Una parte de mi corazón sigue visitando, en la memoria, la ahora inexistente finca Altair. Recuerdo a Lety, la abuela sabia que hacía postres y a Clara, la tía alcahueta. En ese lugar de ensueño, el tiempo se estiraba leyendo lo que quisiéramos de la amplia biblioteca, caminando sin rumbo, disfrutando plenamente el tiempo libre, recreándonos. Quizá mis momentos de mayor ensoñación y más fuerte conexión con la naturaleza fueron en la infancia, en la tierra de mis ancestros, durante aquellos días inolvidables en los que el ocio era un asunto casi sagrado.

Algo de culpa había, sin embargo, por esa dicha «inmerecida». El lenguaje cotidiano estaba lleno de reproches velados: «coja oficio», «tenemos mucho destino hoy», «deje de ser ocioso», «al que madruga Dios le ayuda». Confieso que nunca me he podido soltar del todo de esa tara cultural. La nostalgia y la necesidad del ocio no le logran ganar a la vergüenza que produce la pereza. Durante años, sacar las vacaciones del trabajo me pareció obsceno y contaba con orgullo cuántos días tenía pendientes por disfrutar. He mejorado, los golpes de la vida y el mal estrés algo me han enseñado. Pero todavía, el domingo en la tarde siento el llamado de esos ancestros que convirtieron, como cuenta Juan Luis Mejía, el trabajo en un valor, el ocio en un antivalor y la vagancia en un delito. Me siento fatal por no estar haciendo nada, como violando un contrato que nunca firmé.

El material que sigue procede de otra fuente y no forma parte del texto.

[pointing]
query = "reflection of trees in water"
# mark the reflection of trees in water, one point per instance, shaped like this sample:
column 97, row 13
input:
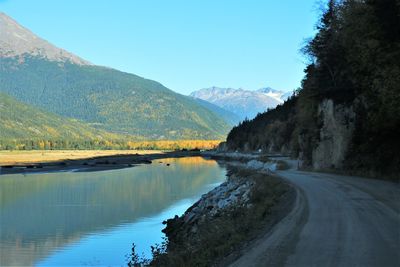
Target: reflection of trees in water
column 43, row 211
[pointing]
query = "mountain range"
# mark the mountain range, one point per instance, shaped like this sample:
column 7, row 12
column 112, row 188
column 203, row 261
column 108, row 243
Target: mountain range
column 243, row 103
column 39, row 74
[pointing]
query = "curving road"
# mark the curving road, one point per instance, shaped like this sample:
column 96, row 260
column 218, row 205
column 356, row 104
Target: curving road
column 336, row 221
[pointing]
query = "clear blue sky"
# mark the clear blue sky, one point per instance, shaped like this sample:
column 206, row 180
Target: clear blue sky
column 185, row 45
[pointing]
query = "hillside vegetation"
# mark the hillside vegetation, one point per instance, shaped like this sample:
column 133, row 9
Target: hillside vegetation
column 24, row 127
column 108, row 99
column 345, row 116
column 21, row 121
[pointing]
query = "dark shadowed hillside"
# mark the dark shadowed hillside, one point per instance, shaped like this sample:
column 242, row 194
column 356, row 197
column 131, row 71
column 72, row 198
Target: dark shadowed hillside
column 346, row 115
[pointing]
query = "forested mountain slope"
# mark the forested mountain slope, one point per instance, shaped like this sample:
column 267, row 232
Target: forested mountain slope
column 22, row 122
column 346, row 115
column 108, row 99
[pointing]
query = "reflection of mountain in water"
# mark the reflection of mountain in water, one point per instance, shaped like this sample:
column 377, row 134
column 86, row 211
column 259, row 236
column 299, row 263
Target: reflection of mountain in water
column 42, row 212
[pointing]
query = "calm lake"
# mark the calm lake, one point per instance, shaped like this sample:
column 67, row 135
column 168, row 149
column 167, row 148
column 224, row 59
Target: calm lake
column 92, row 218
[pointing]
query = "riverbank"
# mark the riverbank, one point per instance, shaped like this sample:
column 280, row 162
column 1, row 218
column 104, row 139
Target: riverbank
column 93, row 161
column 218, row 226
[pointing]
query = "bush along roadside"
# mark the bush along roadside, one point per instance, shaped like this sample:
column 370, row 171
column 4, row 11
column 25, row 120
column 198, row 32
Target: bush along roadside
column 225, row 219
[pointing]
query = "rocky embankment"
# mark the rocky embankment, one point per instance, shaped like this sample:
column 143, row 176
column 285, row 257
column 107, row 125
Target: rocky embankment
column 228, row 216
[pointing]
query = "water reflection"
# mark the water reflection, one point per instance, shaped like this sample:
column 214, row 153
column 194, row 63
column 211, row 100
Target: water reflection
column 45, row 217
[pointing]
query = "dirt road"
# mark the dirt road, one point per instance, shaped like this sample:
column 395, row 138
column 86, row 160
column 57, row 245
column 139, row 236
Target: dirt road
column 336, row 221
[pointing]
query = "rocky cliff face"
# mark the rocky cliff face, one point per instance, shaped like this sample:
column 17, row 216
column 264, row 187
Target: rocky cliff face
column 335, row 135
column 15, row 40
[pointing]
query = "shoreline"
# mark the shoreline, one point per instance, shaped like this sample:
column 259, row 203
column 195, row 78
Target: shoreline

Cuenta el mismo Juan Luis Mejía que la sociedad antioqueña del siglo XIX legisló contra la vagancia y la ociosidad, prohibió las transgresiones, abominó las fiestas y despotricó de la alegría. «Aquella cuaresma perpetua nos lleva a sentir culpa ante el ocio, a aceptar que la vida es un valle de lágrimas y que el único destino del hombre, su realización suprema, se encuentra en el trabajo, fuera del cual no hay salvación», escribió en su artículo Nostalgia de Carnaval.

Ahora, en pleno siglo XXI sufrimos las consecuencias de ese desbalance. En un estudio realizado por Comfama el año pasado, se comprueba la hipótesis de nuestra relación enfermiza con el trabajo. Solamente el 2 % de la población antioqueña tiene el ocio como un hábito consolidado y cuatro de cada cinco personas piensa que sentirse productivo es lo más importante en su vida. Los efectos en la salud mental y física son evidentes y, si no lo afrontamos con determinación, serán mucho peores. Al asunto, debemos ponerle la cara: el Estado, las instituciones de salud y las empresas, de manera urgente.

¿Cómo pasar del término «recreación», expresado en nuestra Constitución de 1991 al más amplio término del ocio? ¿Cómo promover el descanso y la pausa desde las empresas? ¿Cómo quitarle la connotación negativa al no hacer nada? ¿Cómo crear espacios para la inactividad, así como tenemos tantos para el trabajo y el estudio?

Para sanar esta enfermedad social, la adicción al trabajo y la aversión al ocio, hacemos esta Revista. El ocio es imprescindible para la buena vida, que gozamos más profundamente cuando aprendemos a disfrutarlo. No hacer nada es absolutamente necesario para la vida sana, dormir reparadoramente es tan importante como comer bien; descansar es tan fundamental como ejercitarnos, pausar la febril actividad de la mente.

Finalmente, como si fuera poco, sin ocio no hay negocio (que etimológicamente significa trabajo). La inactividad es necesaria para que haya creación. No podemos pensar o escribir si no hay recreo. Sin el espacio fértil del ocio no tendríamos arte, música, ciencia, ni empresa; estaríamos en serios problemas.

Conversemos del tema. Cultivemos en familias y empresas de Antioquia el gusto por el famoso «dulce placer de no hacer nada» de los italianos, tan bellamente narrado en este antiguo texto del romano Plinio, que en su Libro VIII de Le Epistole dice: «Tengo mucho tiempo sin saber qué es el descanso, la tranquilidad, como sea estar en aquella condición de no hacer nada, de no ser nada, sin actividad, pero sin embargo, gozando». Cuando aprendamos, sin remordimientos, a proteger como espacios sagrados las horas, días y semanas de asueto, daremos un salto como sociedad; estaremos más sanos, seremos más productivos y, lo más importante, nos convertiremos en gente que vive plenamente, en un pueblo mucho más feliz.